Adding ID to my RANDOM effect models without inner/outer structure does not cause any problem, and actually makes indepdently calculated effect sizes even more significant than before.
I am now wondering what is the cause of this conflicting results and how I can address this?

Third, do you have an alternative suggestions to calculate mean effect size and 95%CIs for each subgroups other than the way I did using intercept term removal?
My issues has been unless I specify the variance components, some categorical effects (especially ones with fewer sample sizes) changed drastically (both in sign and magnitudes) that
it contradicted mean effects generated by independent random effect model. For comparative purpose in figures, should I just calculate effect sizes independently or do you think is there a way
to avoid this subgroup vs. moderator model gaps, especially considering adding inner/outer variance components, Study, and ID altogether seem to cause issues here...
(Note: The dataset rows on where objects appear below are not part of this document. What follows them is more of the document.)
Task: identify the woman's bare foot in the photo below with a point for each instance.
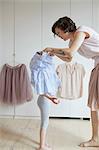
(90, 143)
(54, 100)
(47, 147)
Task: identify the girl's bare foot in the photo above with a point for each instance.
(90, 143)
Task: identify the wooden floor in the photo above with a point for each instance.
(63, 134)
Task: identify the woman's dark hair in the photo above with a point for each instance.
(65, 24)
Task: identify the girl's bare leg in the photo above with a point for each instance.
(94, 142)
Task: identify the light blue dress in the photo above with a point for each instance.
(43, 75)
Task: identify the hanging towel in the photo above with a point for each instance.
(43, 74)
(15, 87)
(71, 76)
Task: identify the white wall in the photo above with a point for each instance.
(25, 27)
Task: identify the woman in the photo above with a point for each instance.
(85, 41)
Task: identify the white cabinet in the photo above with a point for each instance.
(25, 27)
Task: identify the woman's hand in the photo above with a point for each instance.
(48, 49)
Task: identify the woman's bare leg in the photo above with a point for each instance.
(94, 142)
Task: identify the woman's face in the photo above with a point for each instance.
(60, 33)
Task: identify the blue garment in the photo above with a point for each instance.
(43, 74)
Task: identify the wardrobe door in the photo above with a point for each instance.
(27, 42)
(79, 107)
(95, 14)
(6, 44)
(51, 11)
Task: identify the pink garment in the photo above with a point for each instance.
(15, 87)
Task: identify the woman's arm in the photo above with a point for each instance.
(77, 42)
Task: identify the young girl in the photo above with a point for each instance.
(85, 41)
(46, 83)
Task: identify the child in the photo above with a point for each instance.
(46, 84)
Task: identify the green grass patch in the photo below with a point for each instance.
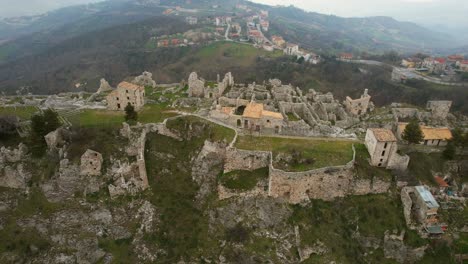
(105, 140)
(22, 112)
(461, 244)
(243, 180)
(98, 118)
(334, 223)
(183, 228)
(120, 249)
(292, 117)
(310, 153)
(422, 165)
(364, 169)
(242, 53)
(36, 203)
(20, 241)
(154, 113)
(214, 132)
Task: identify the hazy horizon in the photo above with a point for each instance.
(449, 13)
(446, 13)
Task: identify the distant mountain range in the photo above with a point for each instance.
(87, 42)
(372, 34)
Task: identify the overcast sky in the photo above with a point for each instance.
(10, 8)
(452, 13)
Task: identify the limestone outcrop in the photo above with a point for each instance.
(145, 79)
(104, 86)
(91, 163)
(13, 173)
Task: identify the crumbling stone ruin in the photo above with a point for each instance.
(394, 247)
(130, 177)
(8, 125)
(104, 86)
(382, 146)
(200, 88)
(274, 108)
(145, 79)
(13, 173)
(439, 110)
(300, 187)
(91, 163)
(437, 113)
(126, 93)
(57, 139)
(359, 107)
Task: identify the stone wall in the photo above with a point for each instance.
(407, 205)
(237, 159)
(299, 187)
(398, 162)
(439, 109)
(325, 183)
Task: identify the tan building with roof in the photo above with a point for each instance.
(256, 118)
(382, 146)
(250, 116)
(433, 136)
(360, 106)
(126, 93)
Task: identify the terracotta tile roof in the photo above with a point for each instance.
(130, 86)
(254, 110)
(227, 110)
(383, 135)
(441, 181)
(440, 60)
(272, 114)
(431, 133)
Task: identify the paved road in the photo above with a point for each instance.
(226, 35)
(240, 132)
(408, 72)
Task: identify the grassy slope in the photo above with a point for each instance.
(323, 153)
(334, 223)
(183, 231)
(243, 180)
(23, 112)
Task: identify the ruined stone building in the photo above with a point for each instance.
(145, 79)
(358, 107)
(310, 114)
(425, 206)
(291, 49)
(250, 116)
(439, 109)
(382, 147)
(436, 113)
(91, 163)
(198, 87)
(126, 93)
(433, 136)
(256, 118)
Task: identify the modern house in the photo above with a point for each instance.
(381, 144)
(126, 93)
(291, 49)
(433, 136)
(425, 206)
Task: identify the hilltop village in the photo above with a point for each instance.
(254, 143)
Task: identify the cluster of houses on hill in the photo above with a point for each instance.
(437, 65)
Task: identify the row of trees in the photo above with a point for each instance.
(414, 135)
(41, 125)
(48, 121)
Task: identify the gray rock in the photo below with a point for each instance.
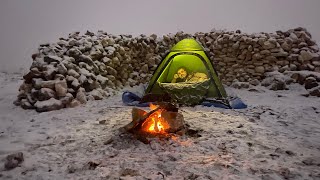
(268, 45)
(50, 72)
(81, 96)
(265, 52)
(285, 46)
(62, 69)
(254, 82)
(240, 85)
(310, 82)
(49, 59)
(73, 73)
(315, 91)
(25, 104)
(96, 94)
(75, 84)
(73, 103)
(85, 72)
(280, 54)
(48, 105)
(45, 94)
(145, 68)
(67, 99)
(305, 56)
(61, 88)
(111, 70)
(260, 69)
(74, 52)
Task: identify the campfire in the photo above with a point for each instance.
(163, 120)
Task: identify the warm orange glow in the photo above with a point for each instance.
(155, 123)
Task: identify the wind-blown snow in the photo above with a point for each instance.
(276, 137)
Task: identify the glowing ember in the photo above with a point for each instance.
(155, 123)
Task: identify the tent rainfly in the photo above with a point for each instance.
(185, 76)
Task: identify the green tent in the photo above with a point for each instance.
(197, 80)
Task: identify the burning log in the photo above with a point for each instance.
(161, 121)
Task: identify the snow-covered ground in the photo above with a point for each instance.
(276, 137)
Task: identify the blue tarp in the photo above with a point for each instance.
(132, 99)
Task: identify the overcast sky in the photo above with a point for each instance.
(26, 23)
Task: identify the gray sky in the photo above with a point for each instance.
(26, 23)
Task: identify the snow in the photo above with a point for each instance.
(276, 137)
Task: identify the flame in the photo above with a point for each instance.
(155, 123)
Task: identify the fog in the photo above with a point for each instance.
(26, 23)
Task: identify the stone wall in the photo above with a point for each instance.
(90, 66)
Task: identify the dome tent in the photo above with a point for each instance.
(199, 83)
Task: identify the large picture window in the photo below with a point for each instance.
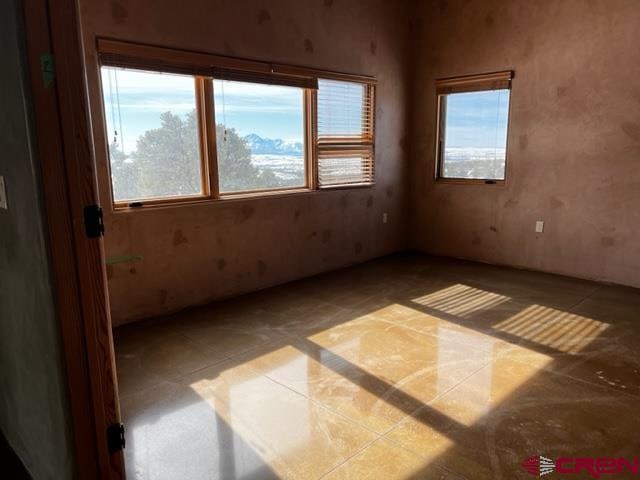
(473, 118)
(184, 126)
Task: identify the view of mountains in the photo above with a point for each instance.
(272, 146)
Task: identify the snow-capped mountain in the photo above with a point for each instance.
(272, 146)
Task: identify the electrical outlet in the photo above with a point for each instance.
(3, 195)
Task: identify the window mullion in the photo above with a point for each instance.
(311, 150)
(208, 132)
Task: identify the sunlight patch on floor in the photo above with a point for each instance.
(461, 300)
(555, 329)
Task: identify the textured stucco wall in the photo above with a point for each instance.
(194, 254)
(574, 139)
(34, 414)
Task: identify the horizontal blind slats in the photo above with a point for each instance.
(345, 133)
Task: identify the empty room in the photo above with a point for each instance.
(320, 239)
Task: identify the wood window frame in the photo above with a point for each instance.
(501, 80)
(344, 146)
(205, 67)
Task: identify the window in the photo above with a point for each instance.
(259, 136)
(345, 133)
(185, 126)
(473, 118)
(152, 130)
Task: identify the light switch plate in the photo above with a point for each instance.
(3, 195)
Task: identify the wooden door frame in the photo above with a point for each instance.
(62, 126)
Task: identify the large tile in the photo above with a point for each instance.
(385, 460)
(509, 411)
(145, 361)
(402, 357)
(228, 421)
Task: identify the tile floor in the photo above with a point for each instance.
(408, 366)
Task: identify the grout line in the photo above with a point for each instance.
(355, 454)
(434, 399)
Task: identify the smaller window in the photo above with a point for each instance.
(344, 133)
(473, 119)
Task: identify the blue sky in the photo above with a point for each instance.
(136, 99)
(477, 119)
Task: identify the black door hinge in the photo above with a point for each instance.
(115, 437)
(93, 221)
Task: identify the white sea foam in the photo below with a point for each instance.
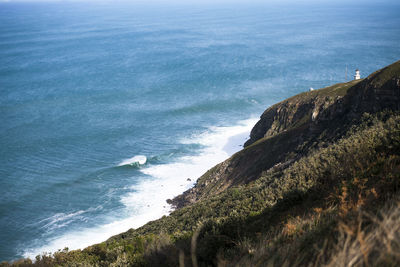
(146, 201)
(139, 159)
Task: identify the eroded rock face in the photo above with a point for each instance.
(291, 127)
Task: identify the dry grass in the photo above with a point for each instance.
(371, 240)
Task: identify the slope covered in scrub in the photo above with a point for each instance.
(317, 184)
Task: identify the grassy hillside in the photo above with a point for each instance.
(318, 184)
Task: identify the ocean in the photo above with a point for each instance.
(107, 110)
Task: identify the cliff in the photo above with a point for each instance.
(289, 129)
(317, 184)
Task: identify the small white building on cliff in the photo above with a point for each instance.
(357, 75)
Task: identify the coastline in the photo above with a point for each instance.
(147, 200)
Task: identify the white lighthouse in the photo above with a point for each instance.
(357, 75)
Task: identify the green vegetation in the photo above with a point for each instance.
(322, 191)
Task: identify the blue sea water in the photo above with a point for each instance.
(106, 110)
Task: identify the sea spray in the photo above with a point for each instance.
(147, 200)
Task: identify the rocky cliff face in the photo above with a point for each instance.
(291, 128)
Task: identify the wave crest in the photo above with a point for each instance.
(136, 160)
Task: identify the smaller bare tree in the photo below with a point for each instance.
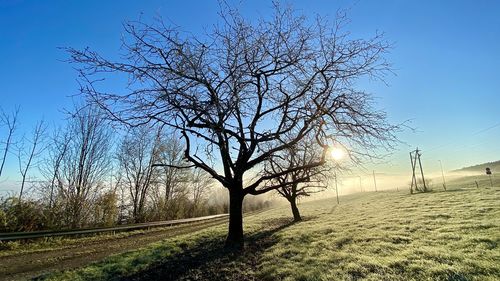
(136, 156)
(300, 182)
(10, 121)
(201, 183)
(26, 158)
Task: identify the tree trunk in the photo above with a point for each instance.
(235, 237)
(295, 210)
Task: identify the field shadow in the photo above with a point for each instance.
(209, 260)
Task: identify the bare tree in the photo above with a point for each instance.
(83, 165)
(26, 157)
(200, 184)
(137, 153)
(303, 182)
(235, 93)
(171, 185)
(10, 121)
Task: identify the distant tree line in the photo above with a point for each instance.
(82, 175)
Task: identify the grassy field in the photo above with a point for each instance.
(390, 235)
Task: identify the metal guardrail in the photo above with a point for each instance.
(41, 234)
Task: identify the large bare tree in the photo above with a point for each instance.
(237, 91)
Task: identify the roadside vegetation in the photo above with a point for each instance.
(388, 235)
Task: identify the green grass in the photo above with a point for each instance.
(452, 235)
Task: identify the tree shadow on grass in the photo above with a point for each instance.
(208, 260)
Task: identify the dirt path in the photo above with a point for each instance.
(29, 265)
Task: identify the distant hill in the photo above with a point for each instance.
(494, 166)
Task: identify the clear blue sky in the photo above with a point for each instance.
(446, 56)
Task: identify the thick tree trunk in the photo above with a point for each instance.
(295, 210)
(235, 237)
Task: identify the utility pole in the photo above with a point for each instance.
(336, 187)
(442, 174)
(414, 156)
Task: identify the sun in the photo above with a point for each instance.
(337, 153)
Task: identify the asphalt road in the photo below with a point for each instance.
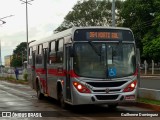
(150, 82)
(17, 98)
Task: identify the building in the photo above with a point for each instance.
(7, 60)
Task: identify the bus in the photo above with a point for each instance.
(85, 65)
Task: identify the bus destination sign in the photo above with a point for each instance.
(104, 35)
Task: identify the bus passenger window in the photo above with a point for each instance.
(60, 51)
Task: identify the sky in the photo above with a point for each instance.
(44, 16)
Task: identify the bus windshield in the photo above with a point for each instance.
(104, 60)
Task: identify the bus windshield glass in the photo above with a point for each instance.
(104, 59)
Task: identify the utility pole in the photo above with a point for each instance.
(27, 2)
(113, 13)
(3, 22)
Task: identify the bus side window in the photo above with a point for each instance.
(39, 55)
(30, 55)
(52, 52)
(60, 51)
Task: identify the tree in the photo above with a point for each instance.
(18, 54)
(90, 13)
(139, 15)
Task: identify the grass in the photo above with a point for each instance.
(149, 101)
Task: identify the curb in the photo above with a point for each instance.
(143, 105)
(149, 106)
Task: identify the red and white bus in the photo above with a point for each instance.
(85, 65)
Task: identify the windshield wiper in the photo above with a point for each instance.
(94, 48)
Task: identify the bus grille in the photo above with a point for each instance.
(107, 84)
(106, 97)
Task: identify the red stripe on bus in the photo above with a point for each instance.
(41, 70)
(57, 72)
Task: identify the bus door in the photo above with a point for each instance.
(45, 51)
(68, 80)
(33, 72)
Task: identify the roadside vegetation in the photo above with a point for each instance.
(13, 80)
(148, 101)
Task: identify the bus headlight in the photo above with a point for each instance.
(131, 86)
(81, 88)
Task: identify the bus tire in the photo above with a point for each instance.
(61, 98)
(113, 106)
(40, 96)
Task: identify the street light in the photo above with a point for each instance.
(3, 22)
(26, 2)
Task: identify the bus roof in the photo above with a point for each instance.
(70, 32)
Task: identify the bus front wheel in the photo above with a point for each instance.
(113, 106)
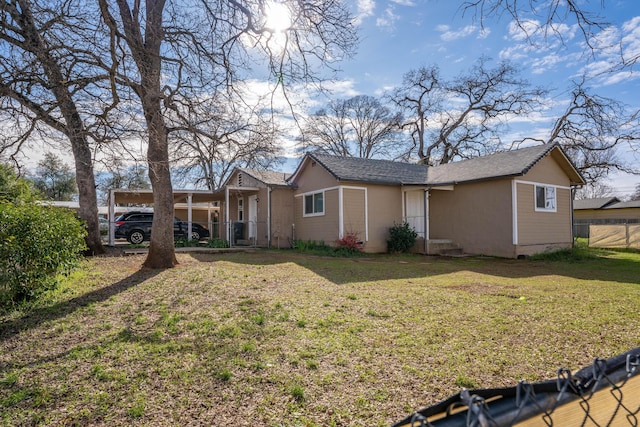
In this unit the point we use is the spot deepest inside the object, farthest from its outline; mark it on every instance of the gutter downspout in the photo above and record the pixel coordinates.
(189, 216)
(226, 214)
(269, 190)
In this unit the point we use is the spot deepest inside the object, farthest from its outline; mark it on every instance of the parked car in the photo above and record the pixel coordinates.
(136, 228)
I apologize for this extensive letter, but I was quite surprised with this recent development and I had to make further inquiry.

Thank you very much Wolfgang and I sincerely hope to hear back from you.

Best wishes,
JU

________________________________
From: Ju Lee <juhyung2 using stanford.edu>
Sent: Thursday, September 26, 2019 9:05 AM
To: James Pustejovsky <jepusto using gmail.com>; Viechtbauer, Wolfgang (SP) <wolfgang.viechtbauer using maastrichtuniversity.nl>
Cc: r-sig-meta-analysis using r-project.org <r-sig-meta-analysis using r-project.org>
Subject: Re: Covariance-variance matrix when studies share multiple treatment x control comparison

Dear Wolfgang, James

Thank you both for your considerate suggestions.

First of all, I would like to clarify that I will be sending out another thread related to Wolfgang's comment about adding study ID to random factors as it has caused some major issues with my current analysis and I would really like second feedbacks on this matter (on my very next e-mail).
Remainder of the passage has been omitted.